Como a desinformação foi identificada
Os autores identificaram os políticos que compartilharam desinformação ao analisarem as URLs das fontes de informação que eles disseminavam nos tweets. Os pesquisadores utilizaram ainda o banco de dados Media Bias/Fact Check (MBFC) e a lista de notícias falsas da Wikipédia para classificar a confiabilidade das fontes. O MBFC avalia as fontes de notícias em uma escala de “muito baixa” a “muito alta” em termos de factibilidade, indicando a probabilidade de a fonte conter informações enganosas. A partir daí, os pesquisadores construíram um “escore de factibilidade” para cada partido político, com base na média da classificação das fontes que seus membros compartilhavam. Para garantir a validade dos resultados, uma amostra aleatória de artigos foi verificada manualmente, confirmando a precisão das classificações.
Na imagem abaixo, níveis mais altos de populismo e ideologias de direita estão associados a pontuações de factualidade mais baixas. No entanto, a Figura 1 mostra uma relação fraca entre populismo e pontuações de factualidade, com grande variabilidade nas pontuações para partidos que exibem altos níveis de populismo, sugerindo efeitos muito heterogêneos.

O elo com a extrema-direita populista
Na imagem abaixo (Figura 3), os pesquisadores compararam partidos não populistas (índice de populismo = 0) e partidos populistas (índice de populismo = 1), e identificaram que os partidos populistas de direita, com uma pontuação seis vezes ou mais na escala esquerda-direita, são significativamente mais propensos do que os partidos não populistas de direita a compartilhar informações incorretas.

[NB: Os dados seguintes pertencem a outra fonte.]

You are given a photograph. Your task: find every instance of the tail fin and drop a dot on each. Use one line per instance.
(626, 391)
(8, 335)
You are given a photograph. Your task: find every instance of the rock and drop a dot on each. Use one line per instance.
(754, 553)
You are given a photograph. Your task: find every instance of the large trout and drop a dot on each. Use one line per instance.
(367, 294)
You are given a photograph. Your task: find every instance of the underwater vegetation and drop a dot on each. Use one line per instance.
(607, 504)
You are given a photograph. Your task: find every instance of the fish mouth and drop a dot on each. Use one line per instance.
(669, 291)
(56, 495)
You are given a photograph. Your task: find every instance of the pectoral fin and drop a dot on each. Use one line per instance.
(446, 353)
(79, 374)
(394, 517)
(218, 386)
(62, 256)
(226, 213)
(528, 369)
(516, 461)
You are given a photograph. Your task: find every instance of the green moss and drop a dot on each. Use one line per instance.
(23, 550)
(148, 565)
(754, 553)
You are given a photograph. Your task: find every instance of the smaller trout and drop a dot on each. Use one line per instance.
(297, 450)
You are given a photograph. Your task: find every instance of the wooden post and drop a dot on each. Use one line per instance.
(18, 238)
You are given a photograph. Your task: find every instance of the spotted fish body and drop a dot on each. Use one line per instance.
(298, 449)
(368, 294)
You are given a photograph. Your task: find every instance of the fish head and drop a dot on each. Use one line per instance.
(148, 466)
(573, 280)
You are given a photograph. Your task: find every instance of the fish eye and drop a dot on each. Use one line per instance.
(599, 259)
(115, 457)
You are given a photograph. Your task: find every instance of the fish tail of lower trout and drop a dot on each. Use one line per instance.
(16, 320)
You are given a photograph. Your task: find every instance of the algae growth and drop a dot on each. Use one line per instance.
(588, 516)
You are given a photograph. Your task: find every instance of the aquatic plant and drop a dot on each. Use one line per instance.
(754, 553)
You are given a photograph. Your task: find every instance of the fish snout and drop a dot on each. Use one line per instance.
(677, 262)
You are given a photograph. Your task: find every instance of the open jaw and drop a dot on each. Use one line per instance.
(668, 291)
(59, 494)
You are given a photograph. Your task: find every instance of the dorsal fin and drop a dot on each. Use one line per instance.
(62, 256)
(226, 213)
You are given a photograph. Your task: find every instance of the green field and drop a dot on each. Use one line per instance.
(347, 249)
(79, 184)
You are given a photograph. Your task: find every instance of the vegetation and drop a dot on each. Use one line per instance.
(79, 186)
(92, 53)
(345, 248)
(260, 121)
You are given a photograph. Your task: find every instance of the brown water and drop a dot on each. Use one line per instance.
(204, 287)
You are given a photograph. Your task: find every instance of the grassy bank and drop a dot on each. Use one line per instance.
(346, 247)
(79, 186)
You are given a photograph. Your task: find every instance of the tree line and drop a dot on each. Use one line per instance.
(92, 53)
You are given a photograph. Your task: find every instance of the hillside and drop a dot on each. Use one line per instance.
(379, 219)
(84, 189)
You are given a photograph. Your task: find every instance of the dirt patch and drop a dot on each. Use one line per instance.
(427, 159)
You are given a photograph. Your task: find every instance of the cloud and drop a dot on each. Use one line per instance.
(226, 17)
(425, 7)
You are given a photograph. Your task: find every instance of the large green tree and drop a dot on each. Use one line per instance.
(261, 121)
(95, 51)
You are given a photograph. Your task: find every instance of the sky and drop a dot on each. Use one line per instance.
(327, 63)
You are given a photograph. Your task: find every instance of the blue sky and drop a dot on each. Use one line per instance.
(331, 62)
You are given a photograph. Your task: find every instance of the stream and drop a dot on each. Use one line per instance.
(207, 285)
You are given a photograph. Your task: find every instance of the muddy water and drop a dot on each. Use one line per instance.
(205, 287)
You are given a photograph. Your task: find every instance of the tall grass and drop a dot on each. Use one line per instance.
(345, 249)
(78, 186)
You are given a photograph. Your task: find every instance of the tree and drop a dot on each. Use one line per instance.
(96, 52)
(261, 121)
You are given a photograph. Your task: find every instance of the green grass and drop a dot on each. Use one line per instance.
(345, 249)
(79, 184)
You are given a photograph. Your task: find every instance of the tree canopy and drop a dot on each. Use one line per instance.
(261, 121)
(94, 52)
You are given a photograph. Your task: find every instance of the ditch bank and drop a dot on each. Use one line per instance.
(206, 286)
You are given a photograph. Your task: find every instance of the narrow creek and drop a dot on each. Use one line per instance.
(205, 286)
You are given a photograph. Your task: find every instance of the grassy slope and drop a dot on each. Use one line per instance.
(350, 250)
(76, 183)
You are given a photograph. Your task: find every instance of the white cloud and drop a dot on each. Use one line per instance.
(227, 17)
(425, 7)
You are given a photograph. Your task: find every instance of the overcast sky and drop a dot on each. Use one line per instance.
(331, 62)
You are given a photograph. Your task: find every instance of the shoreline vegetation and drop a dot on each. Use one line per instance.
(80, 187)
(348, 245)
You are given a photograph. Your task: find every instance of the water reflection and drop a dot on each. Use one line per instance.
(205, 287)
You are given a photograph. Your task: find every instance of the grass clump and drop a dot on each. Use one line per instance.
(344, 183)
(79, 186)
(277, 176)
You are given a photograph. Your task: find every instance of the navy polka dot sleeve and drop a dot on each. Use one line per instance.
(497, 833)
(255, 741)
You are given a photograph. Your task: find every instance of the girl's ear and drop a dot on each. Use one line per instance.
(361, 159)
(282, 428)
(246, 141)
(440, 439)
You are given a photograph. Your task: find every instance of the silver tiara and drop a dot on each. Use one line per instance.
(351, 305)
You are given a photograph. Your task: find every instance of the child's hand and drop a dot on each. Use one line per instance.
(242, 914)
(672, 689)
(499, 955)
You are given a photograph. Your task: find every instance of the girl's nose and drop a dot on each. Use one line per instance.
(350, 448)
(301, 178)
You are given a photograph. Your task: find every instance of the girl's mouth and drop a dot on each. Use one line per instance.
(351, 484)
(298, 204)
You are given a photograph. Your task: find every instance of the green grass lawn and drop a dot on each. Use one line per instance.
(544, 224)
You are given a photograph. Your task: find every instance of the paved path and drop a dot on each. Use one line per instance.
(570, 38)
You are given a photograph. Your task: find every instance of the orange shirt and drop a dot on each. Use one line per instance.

Quando controlaram os testes pela família partidária, os resultados confirmam que os partidos de direita radical tinham maior probabilidade de compartilhar informações com baixo índice de factibilidade. Os resultados do estudo revelam, portanto, que o populismo de direita radical seria o principal fator associado à disseminação de desinformação. Os achados contestam, dessa maneira, a ideia defendida por outros estudos de que o comportamento populista, seja de esquerda ou de direita, explicaria sozinho a inclinação dos políticos para usar a desinformação como arma. O problema, portanto, não seria o populismo como um todo, mas sim uma vertente específica do populismo que se alinha à extrema-direita.
Para os pesquisadores, a disseminação de desinformação não deve ser compreendida como um fenômeno isolado, mas uma estratégia política do modus operandi da extrema-direita populista em vários países. Isso ocorre porque os partidos dessa ideologia exploram a falta de confiança nas instituições democráticas e na mídia tradicional para promover narrativas, muitas vezes por meio de “fontes alternativas” de informação.
“Movimentos populistas de direita radical estão explorando a crescente desconfiança na informação oficial e nas instituições democráticas estabelecidas, utilizando a desinformação com o objetivo de minar a legitimidade institucional e desestabilizar a política convencional”
Por fim, Törnberg e Chueri argumentam que a desinformação e o populismo de direita radical são “inextricavelmente ligados e sinérgicos”, representando duas “facetas do mesmo fenômeno político”. Ou seja, a desinformação como arma política deve ser vista não apenas uma consequência do populismo de direita radical, mas também como um mecanismo que fortalece seu apoio entre os cidadãos.